The number of base 10 polydivisible numbers with n digits are
9, 45, 150, 375, 750, 1200, 1713, 2227, 2492, 2492, 2225, 2041, 1575, 1132, 770, 571, 335, 180, 90, 44, 18, 12, 6, 3, 1, 0, 0, 0, 0, 0, 0, 0, 0, 0, 0, 0, 0, 0, 0, 0, 0, 0, 0, 0, 0, 0, 0, 0, 0, 0, ...

| Length n | F_{10}(n) | Est. of F_{10}(n) |
|---|---|---|
| 1 | 9 | 9 |
| 2 | 45 | 45 |
| 3 | 150 | 150 |
| 4 | 375 | 375 |
| 5 | 750 | 750 |
| 6 | 1200 | 1250 |
| 7 | 1713 | 1786 |
| 8 | 2227 | 2232 |
| 9 | 2492 | 2480 |
| 10 | 2492 | 2480 |
| 11 | 2225 | 2255 |
| 12 | 2041 | 1879 |
| 13 | 1575 | 1445 |
| 14 | 1132 | 1032 |
| 15 | 770 | 688 |
| 16 | 571 | 430 |
| 17 | 335 | 253 |
| 18 | 180 | 141 |
| 19 | 90 | 74 |
| 20 | 44 | 37 |
| 21 | 18 | 17 |
| 22 | 12 | 8 |
| 23 | 6 | 3 |
| 24 | 3 | 1 |
| 25 | 1 | 1 |

==Programming example==
The example below searches for polydivisible numbers in Python.

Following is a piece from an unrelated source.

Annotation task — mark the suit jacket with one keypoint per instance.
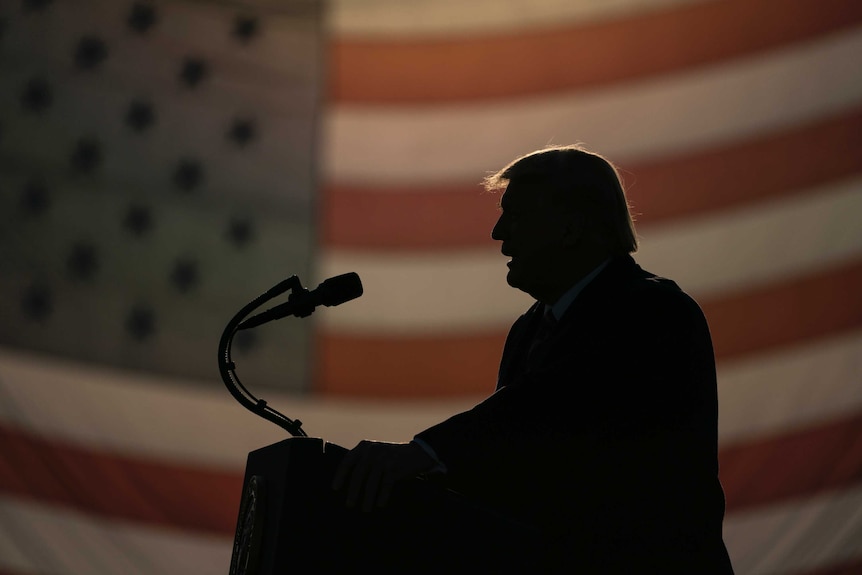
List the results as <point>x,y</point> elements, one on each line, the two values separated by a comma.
<point>605,435</point>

def find_polydivisible(base: int) -> list[int]:
    """Find polydivisible number."""
    numbers = []
    previous = [i for i in range(1, base)]
    new = []
    digits = 2
    while not previous == []:
        numbers.append(previous)
        for n in previous:
            for j in range(0, base):
                number = n * base + j
                if number % digits == 0:
                    new.append(number)
        previous = new
        new = []
        digits = digits + 1
    return numbers

==Related problems==
Polydivisible numbers represent a generalization of the following well-known problem in recreational mathematics:

 Arrange the digits 1 to 9 in order so that the first two digits form a multiple of 2, the first three digits form a multiple of 3, the first four digits form a multiple of 4 etc. and finally the entire number is a multiple of 9.

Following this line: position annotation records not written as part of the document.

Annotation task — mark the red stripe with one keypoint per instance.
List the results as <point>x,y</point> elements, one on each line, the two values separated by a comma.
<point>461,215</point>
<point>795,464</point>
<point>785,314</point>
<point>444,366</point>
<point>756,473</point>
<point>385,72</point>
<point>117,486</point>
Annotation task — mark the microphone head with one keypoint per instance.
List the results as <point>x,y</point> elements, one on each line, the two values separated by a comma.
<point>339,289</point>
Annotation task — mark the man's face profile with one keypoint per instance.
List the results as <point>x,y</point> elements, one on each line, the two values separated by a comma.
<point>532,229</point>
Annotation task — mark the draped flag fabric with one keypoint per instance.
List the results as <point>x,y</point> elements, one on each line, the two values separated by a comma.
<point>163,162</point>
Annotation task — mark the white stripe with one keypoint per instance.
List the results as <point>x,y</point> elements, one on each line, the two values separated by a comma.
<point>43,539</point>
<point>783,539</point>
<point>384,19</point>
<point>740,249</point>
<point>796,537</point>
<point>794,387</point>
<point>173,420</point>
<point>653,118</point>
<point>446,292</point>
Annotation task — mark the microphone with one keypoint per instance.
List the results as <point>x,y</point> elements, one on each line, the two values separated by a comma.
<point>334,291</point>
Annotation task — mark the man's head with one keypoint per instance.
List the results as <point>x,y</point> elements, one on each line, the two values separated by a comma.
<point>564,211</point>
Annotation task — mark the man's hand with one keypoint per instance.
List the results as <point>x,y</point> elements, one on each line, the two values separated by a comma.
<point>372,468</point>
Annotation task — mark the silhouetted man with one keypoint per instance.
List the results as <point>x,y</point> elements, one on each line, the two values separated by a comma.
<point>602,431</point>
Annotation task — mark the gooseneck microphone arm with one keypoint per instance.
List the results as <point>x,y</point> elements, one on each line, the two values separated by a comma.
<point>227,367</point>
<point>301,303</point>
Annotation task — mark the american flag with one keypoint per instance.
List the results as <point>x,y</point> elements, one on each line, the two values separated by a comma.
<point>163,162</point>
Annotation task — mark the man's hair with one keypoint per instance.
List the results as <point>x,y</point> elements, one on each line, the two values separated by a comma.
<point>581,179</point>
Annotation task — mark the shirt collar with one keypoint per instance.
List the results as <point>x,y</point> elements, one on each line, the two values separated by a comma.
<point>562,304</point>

The solution to the problem is a nine-digit polydivisible number with the additional condition that it contains the digits 1 to 9 exactly once each. There are 2,492 nine-digit polydivisible numbers, but the only one that satisfies the additional condition is

381 654 729

Other problems involving polydivisible numbers include:

- Finding polydivisible numbers with additional restrictions on the digits - for example, the longest polydivisible number that only uses even digits is

48 000 688 208 466 084 040

- Finding palindromic polydivisible numbers - for example, the longest palindromic polydivisible number is

30 000 600 003

- A common, trivial extension of the aforementioned example is to arrange the digits 0 to 9 to make a 10 digit number in the same way, the result is 3816547290. This is a pandigital polydivisible number.